Nel rapporto pubblicato dalla rivista, che cita Zhang Tonjie, scienziato capo di un team di ricerca di civiltà extraterrestri co-fondato dall’Università Normale di Pechino, dall’Osservatorio Astronomico Nazionale dell’Accademia Cinese delle Scienze e dall’Università della California, Berkeley, si sostiene che alcuni segnali elettromagnetici a banda stretta rilevati da Sky Eye nel 2020 e all’inizio di quest’anno nell’ambito dell’osservazione di esopianeti siano ritenuti “sospetti”. Infatti, il radiotelescopio Sky Eye, che sorge nella provincia cinese di Guizhou, con un diametro di 500 metri, è impiegato ufficialmente anche nella la ricerca di vita extraterrestre.
Le affermazioni degli scienziati cinesi sono subito state smentite da un loro collega americano.
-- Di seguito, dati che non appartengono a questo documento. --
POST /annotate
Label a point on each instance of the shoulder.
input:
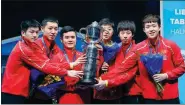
(78, 53)
(140, 46)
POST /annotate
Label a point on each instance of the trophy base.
(88, 82)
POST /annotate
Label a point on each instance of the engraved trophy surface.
(93, 35)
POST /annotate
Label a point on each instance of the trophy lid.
(93, 31)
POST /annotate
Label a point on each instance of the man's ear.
(23, 33)
(42, 28)
(144, 30)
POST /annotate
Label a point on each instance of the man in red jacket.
(131, 91)
(25, 55)
(72, 95)
(172, 68)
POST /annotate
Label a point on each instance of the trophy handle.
(83, 34)
(83, 29)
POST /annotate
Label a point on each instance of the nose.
(35, 34)
(106, 32)
(53, 31)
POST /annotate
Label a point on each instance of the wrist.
(166, 75)
(106, 83)
(71, 65)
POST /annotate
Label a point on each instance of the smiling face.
(69, 39)
(125, 36)
(50, 30)
(152, 29)
(107, 32)
(31, 34)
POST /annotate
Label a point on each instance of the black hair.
(66, 29)
(106, 21)
(29, 23)
(49, 19)
(126, 25)
(151, 18)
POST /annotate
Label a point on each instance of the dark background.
(75, 13)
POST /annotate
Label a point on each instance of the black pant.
(171, 101)
(12, 99)
(138, 99)
(97, 101)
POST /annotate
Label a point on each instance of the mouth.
(152, 33)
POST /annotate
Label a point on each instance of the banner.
(173, 28)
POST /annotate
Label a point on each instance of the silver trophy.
(92, 37)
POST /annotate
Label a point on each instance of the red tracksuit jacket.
(72, 94)
(173, 65)
(131, 88)
(24, 56)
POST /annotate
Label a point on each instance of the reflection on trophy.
(92, 37)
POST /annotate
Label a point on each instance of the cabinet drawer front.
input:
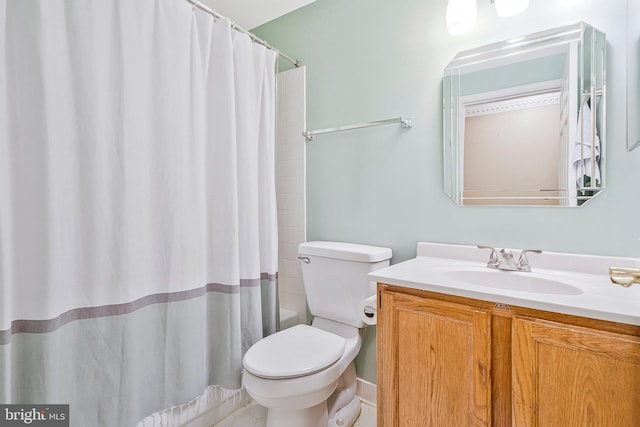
(572, 376)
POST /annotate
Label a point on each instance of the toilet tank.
(335, 277)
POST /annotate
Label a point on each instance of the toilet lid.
(295, 352)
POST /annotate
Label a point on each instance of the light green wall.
(377, 59)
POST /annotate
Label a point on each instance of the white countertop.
(588, 291)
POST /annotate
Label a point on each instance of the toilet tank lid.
(345, 251)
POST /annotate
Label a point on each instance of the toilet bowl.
(305, 375)
(300, 394)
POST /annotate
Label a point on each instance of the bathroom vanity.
(460, 344)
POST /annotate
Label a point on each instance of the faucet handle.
(493, 258)
(523, 262)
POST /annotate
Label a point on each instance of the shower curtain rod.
(235, 26)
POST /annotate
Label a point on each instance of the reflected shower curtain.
(138, 232)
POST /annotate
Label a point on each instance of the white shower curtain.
(138, 235)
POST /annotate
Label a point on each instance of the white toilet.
(305, 375)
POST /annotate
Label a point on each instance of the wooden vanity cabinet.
(453, 361)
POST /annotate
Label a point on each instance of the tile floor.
(254, 415)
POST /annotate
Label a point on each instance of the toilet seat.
(295, 352)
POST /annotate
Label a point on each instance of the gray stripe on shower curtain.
(77, 363)
(43, 326)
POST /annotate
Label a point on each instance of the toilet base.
(316, 416)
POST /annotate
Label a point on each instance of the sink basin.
(514, 281)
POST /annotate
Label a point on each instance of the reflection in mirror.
(633, 74)
(524, 120)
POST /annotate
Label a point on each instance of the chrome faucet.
(505, 260)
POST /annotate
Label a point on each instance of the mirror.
(633, 74)
(524, 120)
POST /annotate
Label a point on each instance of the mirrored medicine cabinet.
(524, 120)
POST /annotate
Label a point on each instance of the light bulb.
(461, 16)
(506, 8)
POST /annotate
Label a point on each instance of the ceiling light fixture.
(506, 8)
(461, 16)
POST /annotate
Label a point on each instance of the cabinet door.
(433, 363)
(570, 376)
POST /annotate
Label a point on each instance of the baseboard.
(366, 391)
Dan Werthimer, ricercatore del Search For Extraterrestrial Intelligence (SETI) presso l’Università di Berkeley, in California, e coautore del progetto di ricerca che per primo ha individuato i segnali, ha dichiarato che i segnali radio a banda stretta trovati da lui e dai suoi colleghi «provengono da interferenze radio [umane] e non da extraterrestri».
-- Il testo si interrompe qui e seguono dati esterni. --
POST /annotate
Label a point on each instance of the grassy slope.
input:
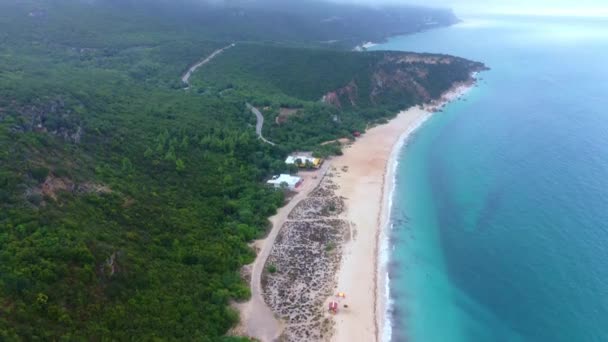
(139, 227)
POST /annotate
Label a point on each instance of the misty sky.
(542, 7)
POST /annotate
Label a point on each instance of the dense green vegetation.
(126, 202)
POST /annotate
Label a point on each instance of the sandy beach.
(366, 188)
(328, 239)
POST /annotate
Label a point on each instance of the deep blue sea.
(500, 214)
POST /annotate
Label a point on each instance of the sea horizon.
(453, 215)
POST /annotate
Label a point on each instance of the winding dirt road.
(259, 124)
(186, 76)
(257, 319)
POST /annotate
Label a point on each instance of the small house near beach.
(304, 161)
(288, 181)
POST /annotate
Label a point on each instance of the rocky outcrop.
(52, 117)
(412, 78)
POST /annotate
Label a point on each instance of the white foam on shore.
(387, 227)
(386, 303)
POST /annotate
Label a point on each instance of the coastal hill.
(126, 201)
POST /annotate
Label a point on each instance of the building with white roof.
(303, 161)
(289, 181)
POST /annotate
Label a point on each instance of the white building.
(314, 162)
(290, 182)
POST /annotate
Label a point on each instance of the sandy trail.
(257, 319)
(259, 123)
(188, 74)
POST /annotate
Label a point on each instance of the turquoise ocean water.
(500, 214)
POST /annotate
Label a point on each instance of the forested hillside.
(126, 201)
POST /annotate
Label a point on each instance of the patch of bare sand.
(365, 184)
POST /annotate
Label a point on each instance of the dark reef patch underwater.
(507, 192)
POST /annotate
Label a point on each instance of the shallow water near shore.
(500, 211)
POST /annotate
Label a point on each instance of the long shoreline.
(369, 194)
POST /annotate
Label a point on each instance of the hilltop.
(127, 202)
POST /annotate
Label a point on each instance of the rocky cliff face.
(418, 78)
(50, 117)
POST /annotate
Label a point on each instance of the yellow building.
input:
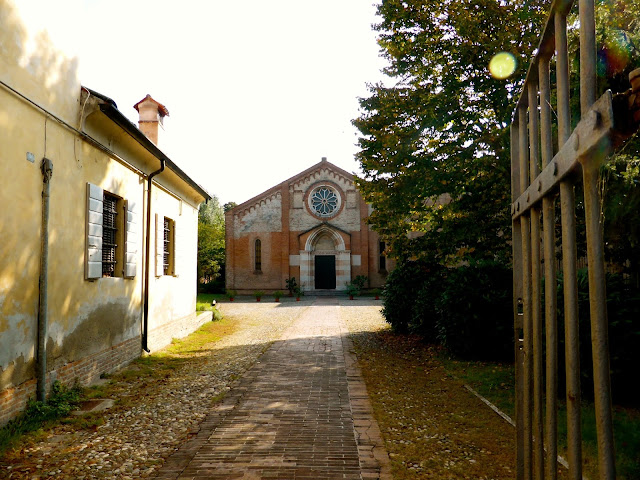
(98, 227)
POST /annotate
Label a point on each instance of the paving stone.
(295, 417)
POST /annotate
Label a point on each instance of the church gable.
(311, 227)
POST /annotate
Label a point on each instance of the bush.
(465, 309)
(62, 400)
(400, 292)
(623, 310)
(474, 312)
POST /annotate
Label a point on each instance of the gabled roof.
(300, 176)
(109, 108)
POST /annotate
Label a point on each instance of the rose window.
(324, 201)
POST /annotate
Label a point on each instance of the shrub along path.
(432, 426)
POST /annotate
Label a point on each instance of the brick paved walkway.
(301, 412)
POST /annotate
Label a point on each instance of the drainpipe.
(47, 172)
(145, 329)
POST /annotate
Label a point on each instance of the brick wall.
(85, 371)
(14, 400)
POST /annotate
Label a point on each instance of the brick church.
(311, 227)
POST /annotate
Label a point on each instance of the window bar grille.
(258, 255)
(166, 247)
(109, 230)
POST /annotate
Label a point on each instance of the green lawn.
(495, 382)
(203, 300)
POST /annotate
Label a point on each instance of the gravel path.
(139, 434)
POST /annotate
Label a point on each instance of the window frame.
(168, 247)
(382, 258)
(257, 256)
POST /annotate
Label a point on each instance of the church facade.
(312, 227)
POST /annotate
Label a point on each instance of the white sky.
(257, 90)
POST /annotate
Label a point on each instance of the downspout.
(145, 327)
(41, 391)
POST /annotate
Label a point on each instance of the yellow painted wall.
(174, 294)
(85, 317)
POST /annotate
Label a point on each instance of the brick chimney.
(152, 115)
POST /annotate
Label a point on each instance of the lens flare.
(502, 65)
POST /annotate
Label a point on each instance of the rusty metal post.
(569, 262)
(595, 254)
(516, 237)
(536, 283)
(550, 295)
(525, 231)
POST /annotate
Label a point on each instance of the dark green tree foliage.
(211, 253)
(440, 132)
(463, 309)
(623, 310)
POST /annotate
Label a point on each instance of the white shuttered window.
(111, 237)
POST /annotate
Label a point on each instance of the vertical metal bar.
(516, 238)
(569, 262)
(536, 299)
(599, 324)
(526, 298)
(587, 55)
(595, 254)
(550, 283)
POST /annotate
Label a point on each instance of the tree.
(434, 146)
(211, 233)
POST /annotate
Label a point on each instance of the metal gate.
(537, 178)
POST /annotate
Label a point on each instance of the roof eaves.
(110, 110)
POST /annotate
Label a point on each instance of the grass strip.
(140, 375)
(495, 381)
Delusione dell’opinione pubblica?
La notizia della possibile origine aliena dei segnali era diventata rapidamente virale, diffondendosi sui media statali cinesi e sulla piattaforma di social media cinese Weibo, prima di essere riportate dalla stampa internazionale. Sembra che ora Science and Technology Daily abbia cancellato il rapporto e i post sulla presunta scoperta.
I segnali di tracce tecnologiche di civiltà extraterrestri provenienti dall’esterno della Terra avevano entusiasmato molte persone in giro per il mondo, forse alla ricerca di una via di uscita “esterna” ai tanti problemi che affliggono l’umanità.
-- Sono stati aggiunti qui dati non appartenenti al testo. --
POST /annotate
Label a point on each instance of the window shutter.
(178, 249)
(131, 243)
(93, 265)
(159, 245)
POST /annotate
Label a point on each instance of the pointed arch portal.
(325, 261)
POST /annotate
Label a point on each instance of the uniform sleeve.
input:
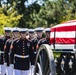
(31, 54)
(12, 52)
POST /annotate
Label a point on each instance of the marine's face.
(47, 34)
(23, 35)
(16, 34)
(31, 35)
(7, 33)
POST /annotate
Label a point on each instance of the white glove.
(5, 64)
(11, 65)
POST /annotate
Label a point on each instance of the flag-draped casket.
(63, 36)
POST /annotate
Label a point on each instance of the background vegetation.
(45, 14)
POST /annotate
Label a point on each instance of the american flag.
(64, 35)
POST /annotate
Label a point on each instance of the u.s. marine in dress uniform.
(22, 54)
(7, 31)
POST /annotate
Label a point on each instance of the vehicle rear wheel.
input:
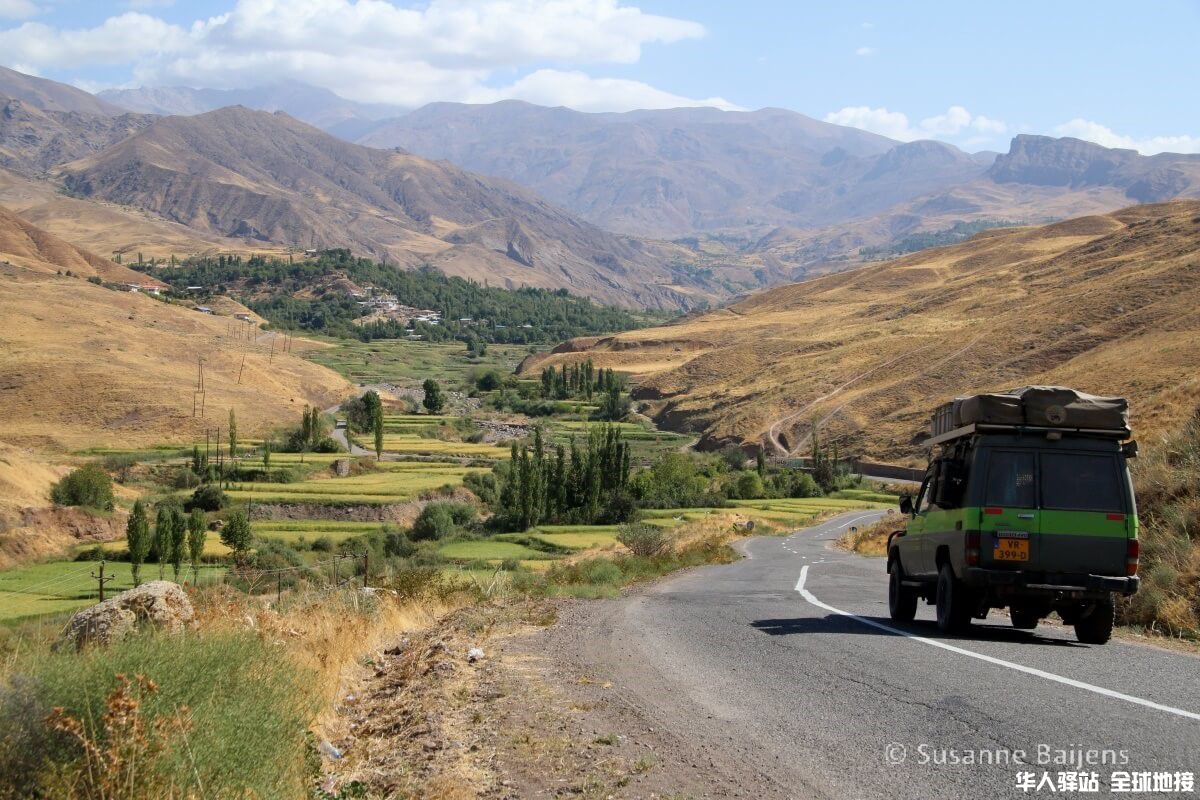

Lo conferma anche la grande attenzione di questi ultimi anni sugli Ufo, ora ribattezzati Uap (Unidentified Aerial Phenomenon – fenomeni aerei non identificati) forse per ridare loro una credibilità perduta. NASA e Pentagono, infatti, stanno prendendo sul serio i tre video pubblicati nel 2017 dal New York Times, che il Pentagono ha ufficialmente dichiarato di “oggetti non identificati”.
Il Pentagono è arrivato ad affermare che gli Ufo sono “Una minaccia alla sicurezza”, presentando un rapporto ufficiale sugli Uap che ha catalogato più di 140 oggetti volanti che non è stato in grado di identificare.